Every component of the Earth Community has three rights:
**The Right To Be
**The Right to Habitat
**The Right to fulfill its role in the ever-renewing processes of the earth community - Thomas Berry
Wild Law, the acknowledgement in law and governance that nature and all its elements have rights, is a concept whose time has come, and you'll likely be hearing more about it from now on.
Remember how suddenly the Iron Curtain came down, despite how solidly it had been in place for almost 50 years? And remember how the entrenched apartheid system in South Africa ended so abruptly? Many people struggled for decades, but when the world was finally ready for a paradigm shift, it happened quickly.
With global warming waking up even those previously in deep denial about the dire state of the environment, the embrace of wild law may be the next paradigm shift.
The Law of the Wild
Wild law recognizes the rights of rivers to flow unimpeded, the rights of mountains to remain intact instead of having their tops blown off for coal mining, the rights of old growth forests to remain unlogged, and the rights of all humans, animals, birds, insects amphibians and other beings to a habitat that supports their existence.
Wild law requires that decisions made by communities, governing bodies, courts or other social or cultural authority adhere to, rather than violate, these rights. Wild Law does not place humans above other members of the "Earth Community," as visionary Thomas Berry puts it. It is ecocentric (Earth-centered) rather than anthropocentric (human-centered). If we make the paradigm shift, we will enter what Berry calls the "Ecozoic Era," taking our rightful place in the Earth Community instead of attempting to rule it.
Wild Law is a framework for the reform of our current approach to law and governance which currently accords corporations the right to pillage and plunder, destroying human habitats as well as that of other beings, sending species after species into extinction.
It's bad enough that humans abuse the Earth, but we have allowed corporations to gain "personhood," meaning they have the same rights as individuals. This enables them to override communities that try to stop pollution of their air, soil and water by a factory farm, for example. Corporations can claim the attempt to keep them out violates their civil rights - the community is forced by courts and state and federal government to comply. So, humans, too, have lost their rights, along with those of all of nature.
South African attorney and former anti-apartheid activist Cormac Culliinan coined the term "Wild Law" and authored a book by that name to serve as a text for a new movement. Four recent developments in the field give hope that the paradigm shift may be closer than we think: the establishment of a Wild Law center inside a U.S. law school; the first Wild Law conference in the U.S.; a web of Wild Law communities around the world; and the first actual wild law enacted in the U.S.

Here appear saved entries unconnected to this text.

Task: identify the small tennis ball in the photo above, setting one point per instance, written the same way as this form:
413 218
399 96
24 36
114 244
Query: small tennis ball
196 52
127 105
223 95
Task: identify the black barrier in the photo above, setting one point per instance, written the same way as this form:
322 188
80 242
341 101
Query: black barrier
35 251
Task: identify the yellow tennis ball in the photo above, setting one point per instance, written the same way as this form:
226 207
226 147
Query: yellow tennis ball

In April 2007, the first Wild Law conference took place at the first Wild Law center, the Center for Earth Jurisprudence (CEJ). CEJ, which opened in 2006, is cosponsored by two Catholic universities, Barry and St. Thomas, in Miami, Florida. The Gaia Foundation held a similar conference in South Africa and the UK two years earlier.
Landmark Law Passes
On September 19, 2006, the Tamaqua Borough Council in Pennsylvania became the first U.S. municipality to strip corporations of rights and recognize the rights of nature. The council passed an ordinance prohibiting corporations from applying sewage sludge in the borough. Four other communities in the state have since passed similar ordinances denying corporations personhood.
The municipalities were able to do this with the assistance of the Community Environmental Legal Defense Fund (CELDF), a nonprofit law firm in Pennsylvania. CELDF's cofounder attorney Thomas Linzey now receives calls from around the country from communities facing unwanted incursions by corporations.
The first thing he helps them figure out is how to regain control of their local government and what ordinances are necessary to keep out toxic waste incinerators, sewage sludge, factory farms, cell phone towers or other environmental hazards.